Tuesday, March 24, 2026

End of an Era...

 Years ago, sometime around 2000, a group of fans of the tv show "Remington Steele" got together online to chat about the show. We called ourselves "SteeleWatchers", and over time had several designated chatrooms set up to use. 

Over time, the number of fans dwindled until it was just myself and one other. We were unlikely friends, me from and living in E. Texas, her from the midwest, living in Wisconsin/Illinois. We agreed not to discuss politics, since we tended to be at opposite ends of that spectrum, and it's worked perfectly. 

 Even without the others, we still met on Wednesday evenings at 9 pm, usually to just catch on what was going on in our lives. Last year, I asked us to move the chat to Tuesdays, since it was a better night for me. She agreed, but slowly seemed to not show up, sometimes with an explanation, sometimes without. A few months ago, so had a bad fall, and I'm convinced that it affected her more than she wanted to admit, because even though I was sending her a reminder on Tuesday afternoon, she either didn't see the email or saw it and then forgot that it was chat night, which left me waiting all alone in the chatroom. 

 I wish I knew what the problem is. Is it her health? She said it wasn't. So that leaves me to think that it's a political thing - that she simply can't handle my politics even though we never discussed them. 

 So I've sent her a email that she needs to let me know when/if she wants to chat and I'll try to be there to meet her.

 Pray for my friend. And for me.

 

Monday, February 16, 2026

Goodbyes

 

It's been a little over a week since we had to say goodbye to Kiki.

We found her (or rather, Frank found her) when we were at my cousin's house for Thanksgiving back in 2010. We'd been without a cat for awhile, and our landlord at the time wasn't big on inside pets. 

Frank came into the house with a grin on his face, and I knew he was up to something, then I noticed a suspicious bulge in his jacket. It was moving. So I asked what he had in there. He opened the jacket and showed me a little yellow and white kitten, probably around 8 to 10 weeks old, and said that we were taking her with us. 

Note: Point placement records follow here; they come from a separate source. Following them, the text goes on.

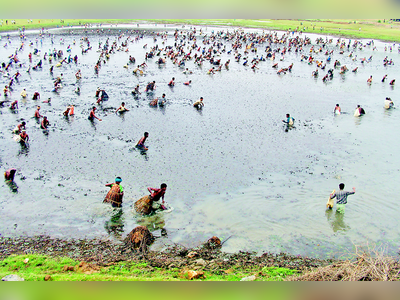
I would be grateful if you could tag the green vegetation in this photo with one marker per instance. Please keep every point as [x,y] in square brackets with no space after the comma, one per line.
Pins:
[369,29]
[35,267]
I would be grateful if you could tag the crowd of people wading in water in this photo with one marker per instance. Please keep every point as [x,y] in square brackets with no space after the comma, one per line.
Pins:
[253,51]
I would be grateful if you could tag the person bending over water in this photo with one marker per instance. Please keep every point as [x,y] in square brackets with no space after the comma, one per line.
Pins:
[388,103]
[45,123]
[122,108]
[9,174]
[341,197]
[199,104]
[141,142]
[115,194]
[37,113]
[92,115]
[359,111]
[289,120]
[144,204]
[337,110]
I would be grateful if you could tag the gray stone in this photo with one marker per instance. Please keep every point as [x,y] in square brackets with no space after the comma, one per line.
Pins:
[12,278]
[249,278]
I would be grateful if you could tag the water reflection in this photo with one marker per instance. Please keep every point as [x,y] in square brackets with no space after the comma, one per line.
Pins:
[336,220]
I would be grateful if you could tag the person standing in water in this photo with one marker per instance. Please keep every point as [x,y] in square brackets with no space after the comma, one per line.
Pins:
[337,110]
[37,113]
[9,174]
[388,103]
[122,108]
[141,142]
[144,204]
[289,120]
[115,194]
[341,197]
[92,115]
[199,104]
[359,111]
[45,123]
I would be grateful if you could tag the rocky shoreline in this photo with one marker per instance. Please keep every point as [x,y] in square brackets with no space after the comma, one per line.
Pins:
[106,252]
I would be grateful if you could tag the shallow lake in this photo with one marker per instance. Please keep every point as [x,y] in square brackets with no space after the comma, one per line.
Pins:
[232,170]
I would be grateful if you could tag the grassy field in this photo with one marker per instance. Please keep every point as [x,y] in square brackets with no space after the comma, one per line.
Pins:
[370,29]
[35,267]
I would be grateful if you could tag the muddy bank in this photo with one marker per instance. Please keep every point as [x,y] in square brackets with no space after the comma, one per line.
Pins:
[106,252]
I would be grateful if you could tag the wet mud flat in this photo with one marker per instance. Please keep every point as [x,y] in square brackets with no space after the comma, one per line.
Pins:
[231,168]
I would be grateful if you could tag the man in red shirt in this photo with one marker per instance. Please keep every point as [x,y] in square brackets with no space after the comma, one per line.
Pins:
[157,194]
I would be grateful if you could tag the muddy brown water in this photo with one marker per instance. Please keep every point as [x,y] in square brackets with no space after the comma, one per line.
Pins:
[231,169]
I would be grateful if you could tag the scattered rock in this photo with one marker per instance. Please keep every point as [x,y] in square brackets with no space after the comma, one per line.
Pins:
[249,278]
[213,243]
[68,268]
[12,277]
[86,268]
[229,271]
[195,274]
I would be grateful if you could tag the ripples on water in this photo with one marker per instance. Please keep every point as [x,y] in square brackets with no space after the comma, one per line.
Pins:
[231,169]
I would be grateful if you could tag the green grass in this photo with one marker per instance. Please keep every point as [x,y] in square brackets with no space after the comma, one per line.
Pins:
[370,28]
[39,266]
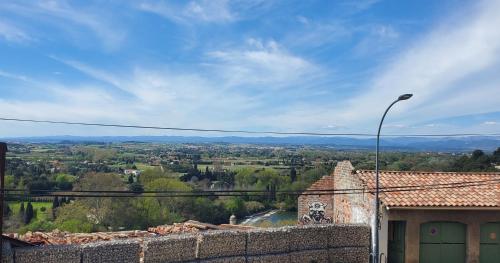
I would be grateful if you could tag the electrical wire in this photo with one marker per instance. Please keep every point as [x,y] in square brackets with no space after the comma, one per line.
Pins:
[266,193]
[246,131]
[259,191]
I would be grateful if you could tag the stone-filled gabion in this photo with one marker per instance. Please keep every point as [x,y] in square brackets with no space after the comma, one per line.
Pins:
[48,254]
[173,248]
[268,241]
[217,244]
[310,256]
[7,254]
[349,254]
[349,236]
[309,237]
[225,260]
[111,251]
[282,258]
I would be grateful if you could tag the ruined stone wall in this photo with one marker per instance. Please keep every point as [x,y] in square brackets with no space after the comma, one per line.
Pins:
[313,243]
[350,208]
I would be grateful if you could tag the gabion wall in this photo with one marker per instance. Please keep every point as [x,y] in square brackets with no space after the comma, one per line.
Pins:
[304,244]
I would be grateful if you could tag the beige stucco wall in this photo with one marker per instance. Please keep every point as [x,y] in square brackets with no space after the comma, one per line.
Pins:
[472,218]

I said no, that we didn't need another cat, that we didn't have food or a litter box at the house. I kept saying no until it was time to leave. 

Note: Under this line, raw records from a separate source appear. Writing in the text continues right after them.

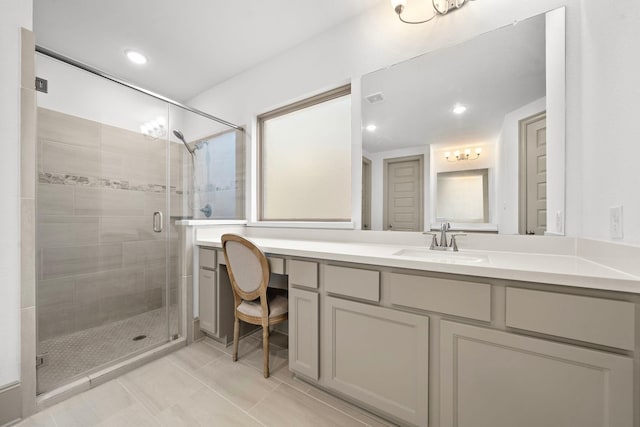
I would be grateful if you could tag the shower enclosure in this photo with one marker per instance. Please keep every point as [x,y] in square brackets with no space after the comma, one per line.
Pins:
[112,180]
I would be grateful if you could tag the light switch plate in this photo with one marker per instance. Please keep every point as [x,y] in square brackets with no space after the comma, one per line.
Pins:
[615,222]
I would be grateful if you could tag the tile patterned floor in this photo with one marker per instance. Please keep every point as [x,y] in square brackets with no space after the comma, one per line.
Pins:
[199,385]
[73,355]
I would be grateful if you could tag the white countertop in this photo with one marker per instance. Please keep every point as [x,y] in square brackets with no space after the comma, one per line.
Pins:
[566,270]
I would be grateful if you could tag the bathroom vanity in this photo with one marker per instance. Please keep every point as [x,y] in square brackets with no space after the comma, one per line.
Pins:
[470,339]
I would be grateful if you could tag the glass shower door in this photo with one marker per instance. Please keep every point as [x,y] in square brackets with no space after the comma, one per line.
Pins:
[107,258]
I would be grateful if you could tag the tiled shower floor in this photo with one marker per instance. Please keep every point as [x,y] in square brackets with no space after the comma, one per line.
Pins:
[71,356]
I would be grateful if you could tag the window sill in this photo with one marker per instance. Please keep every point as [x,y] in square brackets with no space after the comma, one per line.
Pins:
[303,224]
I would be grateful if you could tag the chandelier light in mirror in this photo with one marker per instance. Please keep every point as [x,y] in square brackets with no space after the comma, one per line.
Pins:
[462,155]
[440,7]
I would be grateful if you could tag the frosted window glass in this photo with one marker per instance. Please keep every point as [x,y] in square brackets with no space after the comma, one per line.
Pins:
[306,163]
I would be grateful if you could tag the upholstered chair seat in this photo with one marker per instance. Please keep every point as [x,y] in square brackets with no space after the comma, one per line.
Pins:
[249,275]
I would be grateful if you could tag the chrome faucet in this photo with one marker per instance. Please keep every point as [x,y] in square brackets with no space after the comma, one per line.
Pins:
[444,245]
[443,234]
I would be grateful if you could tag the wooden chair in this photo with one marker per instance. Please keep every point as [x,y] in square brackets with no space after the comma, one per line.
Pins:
[249,274]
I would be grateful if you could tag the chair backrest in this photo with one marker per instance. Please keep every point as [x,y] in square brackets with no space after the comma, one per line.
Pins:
[247,267]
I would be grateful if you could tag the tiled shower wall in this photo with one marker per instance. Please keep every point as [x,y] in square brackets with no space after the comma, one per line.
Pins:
[99,259]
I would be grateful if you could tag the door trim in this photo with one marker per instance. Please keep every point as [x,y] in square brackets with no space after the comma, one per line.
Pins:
[385,184]
[522,169]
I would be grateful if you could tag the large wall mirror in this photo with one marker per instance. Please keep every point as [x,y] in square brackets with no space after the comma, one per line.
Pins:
[486,114]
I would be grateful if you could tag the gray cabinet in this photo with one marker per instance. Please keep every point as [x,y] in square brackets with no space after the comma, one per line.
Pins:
[215,301]
[491,378]
[207,283]
[377,356]
[303,333]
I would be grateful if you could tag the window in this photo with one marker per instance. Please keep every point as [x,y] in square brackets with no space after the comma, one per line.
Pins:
[305,159]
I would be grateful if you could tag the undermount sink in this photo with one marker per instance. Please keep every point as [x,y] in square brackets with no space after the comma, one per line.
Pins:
[442,256]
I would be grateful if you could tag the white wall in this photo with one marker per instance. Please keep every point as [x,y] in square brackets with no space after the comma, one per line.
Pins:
[508,163]
[374,40]
[13,15]
[610,145]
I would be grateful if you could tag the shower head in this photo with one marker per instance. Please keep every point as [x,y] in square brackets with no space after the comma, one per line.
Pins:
[180,136]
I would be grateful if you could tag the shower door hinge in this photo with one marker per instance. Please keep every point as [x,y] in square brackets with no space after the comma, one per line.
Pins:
[42,85]
[42,360]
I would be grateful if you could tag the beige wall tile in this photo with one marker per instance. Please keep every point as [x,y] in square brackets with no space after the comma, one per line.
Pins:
[27,360]
[27,253]
[60,127]
[55,199]
[55,320]
[122,141]
[108,202]
[126,229]
[112,165]
[56,231]
[110,256]
[56,291]
[70,159]
[27,143]
[144,253]
[57,262]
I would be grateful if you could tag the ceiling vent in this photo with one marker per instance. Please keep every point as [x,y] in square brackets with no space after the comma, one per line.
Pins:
[374,98]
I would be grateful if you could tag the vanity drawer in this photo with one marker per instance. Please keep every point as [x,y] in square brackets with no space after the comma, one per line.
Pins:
[208,258]
[352,282]
[276,265]
[303,273]
[455,297]
[595,320]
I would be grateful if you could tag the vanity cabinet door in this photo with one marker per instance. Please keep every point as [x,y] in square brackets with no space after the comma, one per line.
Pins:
[491,378]
[303,332]
[207,301]
[377,356]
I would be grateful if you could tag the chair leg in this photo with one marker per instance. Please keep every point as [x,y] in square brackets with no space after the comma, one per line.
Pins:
[236,336]
[265,349]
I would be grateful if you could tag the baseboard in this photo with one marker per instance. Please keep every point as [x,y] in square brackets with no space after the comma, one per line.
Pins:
[10,404]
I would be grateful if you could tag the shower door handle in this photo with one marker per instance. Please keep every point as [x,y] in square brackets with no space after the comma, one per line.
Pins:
[157,222]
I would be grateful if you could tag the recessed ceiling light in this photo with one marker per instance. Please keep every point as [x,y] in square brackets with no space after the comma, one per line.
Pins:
[135,57]
[459,109]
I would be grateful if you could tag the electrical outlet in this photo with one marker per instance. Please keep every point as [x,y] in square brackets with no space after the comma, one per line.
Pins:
[615,222]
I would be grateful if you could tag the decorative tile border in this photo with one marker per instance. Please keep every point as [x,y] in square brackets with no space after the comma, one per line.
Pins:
[115,184]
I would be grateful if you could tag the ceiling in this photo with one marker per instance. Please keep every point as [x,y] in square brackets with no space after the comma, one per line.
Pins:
[492,74]
[191,45]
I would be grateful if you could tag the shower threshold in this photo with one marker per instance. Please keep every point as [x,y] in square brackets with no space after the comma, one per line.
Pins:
[71,357]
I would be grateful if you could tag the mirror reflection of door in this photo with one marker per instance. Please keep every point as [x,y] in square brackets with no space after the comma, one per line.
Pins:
[403,190]
[533,176]
[366,194]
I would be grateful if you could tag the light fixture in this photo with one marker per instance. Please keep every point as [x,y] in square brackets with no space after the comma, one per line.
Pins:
[440,7]
[155,128]
[464,155]
[136,57]
[459,109]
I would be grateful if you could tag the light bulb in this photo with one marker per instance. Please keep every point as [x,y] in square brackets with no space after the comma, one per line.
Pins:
[459,109]
[398,5]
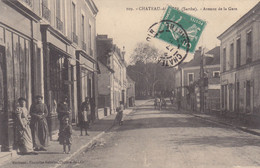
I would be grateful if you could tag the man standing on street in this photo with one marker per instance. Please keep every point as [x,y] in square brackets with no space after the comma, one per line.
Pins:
[39,126]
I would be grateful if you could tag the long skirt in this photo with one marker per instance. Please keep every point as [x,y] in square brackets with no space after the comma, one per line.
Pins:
[24,139]
[40,133]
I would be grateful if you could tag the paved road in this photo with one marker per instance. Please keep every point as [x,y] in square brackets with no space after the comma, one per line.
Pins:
[168,139]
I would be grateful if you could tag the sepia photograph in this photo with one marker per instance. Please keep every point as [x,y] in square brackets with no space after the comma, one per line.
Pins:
[129,83]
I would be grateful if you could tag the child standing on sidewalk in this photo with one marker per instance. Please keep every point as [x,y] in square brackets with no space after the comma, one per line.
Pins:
[65,134]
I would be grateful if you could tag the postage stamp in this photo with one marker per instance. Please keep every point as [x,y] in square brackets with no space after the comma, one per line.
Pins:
[192,25]
[173,55]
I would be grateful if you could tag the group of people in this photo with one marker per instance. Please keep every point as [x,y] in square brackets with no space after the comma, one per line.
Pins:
[32,133]
[159,103]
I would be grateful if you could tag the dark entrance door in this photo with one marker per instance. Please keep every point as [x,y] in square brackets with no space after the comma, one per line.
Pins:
[2,94]
[248,94]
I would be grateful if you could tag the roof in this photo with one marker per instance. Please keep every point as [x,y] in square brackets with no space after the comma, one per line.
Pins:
[243,18]
[215,60]
[108,68]
[129,79]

Guess what I did that evening? I went to Walmart and bought cat food and a litter box. 

She was Frank's cat, always loving on him, sleeping on his side of the bed. As she grew, her fur got longer, and she had little tufts on her feet. I think she was part Maine Coon, and she was so cute, because when she ate wet food or drank water, she would use her paw like a raccoon, dipping it into the food or water, licking it off, then flinging the residue everywhere. 

 Fun.

After Frank passed, she adopted me, but I always felt like she was just tolerating me. We had routines that she learned early. She liked Temptations treats, and every night just before I went to bed, I'd give her a few. No matter where she was in the house, when she heard me getting them out, she would join me to get her treats. 

I began taking a few extra treats into my bedroom, and after reading my Bible lesson, I would brush her, then give her the extra treats. It got to where she would stand there, meowing at me, wanting me to hurry up with my prayers so she could get those treats.

After Frank passed, I rescued another kitten, this one from under our porch. Jaggy had been abandoned by his mother, and I wasn't going to bring him inside - Kiki was clearly not happy with him being on the porch, much less inside. But I brought him in, and she hissed and snarled and growled. She wasn't happy, and refused to snuggle with the interloper. 

After awhile, they would wrestle, with Kiki always being the one to end it. She learned to tolerate him, but Jaggy would sit there, staring and watching her, ready to start again. 

Frank had taken her to the vet to be spayed years ago, and because of that experience, she hated enclosed spaces. Getting her into a carrier was traumatic for her, and for me. I managed to do it twice, and I have the scars to prove it.

So when she started going downhill a couple of weeks ago, I was frantic. I didn't want to maybe hurt her worse by forcing her into the carrier. She was eating, but spending 99% of the day on my bed. She was incontinent, urinating a lot. So I put pads on the bed for her to sleep on, covering them with some old towels that I kept for the cats to lay on. 

Finally, she stopped eating, and was barely drinking water. I knew it was time, but I couldn't afford the huge bill that mobile vets wanted to put her to sleep here. My son came down to help. I was really worried about getting her into the carrier, but I wrapped the towel she was laying on around her, and got her in with no problem. 

I was with her while the sedation was working, and I hope, even with her cataracts, the last thing she saw and heard was my telling her that I loved her and would miss her. My son went with her for the final shot - I simply couldn't do it. 

Ever since Frank's death, watching someone or something die is just beyond me. 

I know it was for the best - Kiki was suffering. But I've never been a fan of euthanasia. There's a slippery slope there that somehow terrifies me. I kept praying that God would take her in her sleep so that I wouldn't have to take her someplace and basically feel like I killed her or just stood there while someone else did it. 

 

Goodbye, Kiki girl. I do miss you. It was a good 15 years.